「世界一の高性能コンパクトカー大賞」をCT本誌とWCTから送りたい!
2015-16年の日本カー・オブ・ザ・イヤーは「新世代オープンスポーツ一カー一騎打ち」と予想された。得票はマツダロードスターの442点に対して、ホンダS660が401点という接戦だったが、S660は獲って当然とも思える部門賞すら逃してしまった。
さまざまの2015年イヤーカー戦に敗れてしまったS660だが、調べてみると現代的なウェブの世界では、ヤフーのプロダクトカテゴリー検索大賞を獲得していた。インターネットの検索サイトでは、ヤフーだけでなくグーグルでもクルマ部門のトップクラスにランクインされているはずだ。わがWEB CARTOPでも、検索件数はシビックタイプRとともにトップを争う人気車種だ。
S660の開発はホンダらしいユニークな「人選び」からスタートしている。本田技術研究所50年を記念する行事の一つ、社内新商品企画提案コンテストで、軽のミッドシップ・スポーツを提案した20代の若きエンジニアに開発のリ?ダ?(LPL)をまかせた。
1988年生まれ、入社4年目のモデラー部門で働く椋本陵さんが史上最年少の開発リーダーに選ばれたのだ。工業高校からホンダに入社して4年目の青年に、新型スポーツカーの開発を任せるホンダの英断に驚くが、その結果、世界に誇れる小排気量のミッドシップスポーツカーが誕生した。
日本カー・オブ・ザ・イヤーの選考舞台裏ではこんなこともささやかれていた。
「S660は、660ccの特殊な日本マーケットのクルマだ。日本のイヤーカーは世界に通用するクルマがふさわしいのでは?」
この考えは間違っている。日本のオリジナリティ溢れるクルマはなにか、という見方ができないものか。先に破談したスズキとフォルクスワーゲンの提携話でわかったのは、フォルクスワーゲンがスズキのスモールカー作りの技術が欲しかったのだ、ということだった。

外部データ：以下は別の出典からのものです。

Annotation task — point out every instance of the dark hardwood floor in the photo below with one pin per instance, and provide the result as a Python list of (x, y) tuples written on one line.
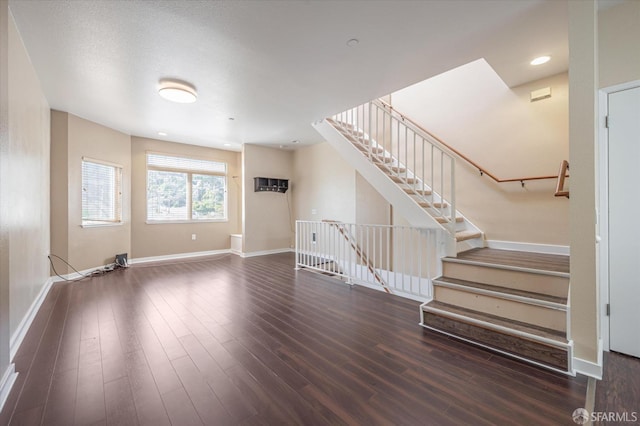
[(226, 340), (619, 390)]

世界は今、ダウンサイジングに向かっている。エネルギー枯渇への対策、排気ガス問題解決には、軽い重量の軽自動車クラス、あるいは軽より小さなスモールモビリティが必然。小さくても高性能な走りと安全性を備えたクルマ。それこそ軽のスポーツカー作りに凝縮されているテクノロジーだ。イヤーカーを受賞したマツダロードスターには拍手を惜しまないが、ホンダS660がこれから果たす役割は大きい。軽量化技術を低価格で追求したスズキのアルトも世界の最先端を行くコンセプトだ。
今回は無冠の帝王となったホンダS660に、わがカートップから「世界一の高性能コンパクトカー大賞」を贈りたい。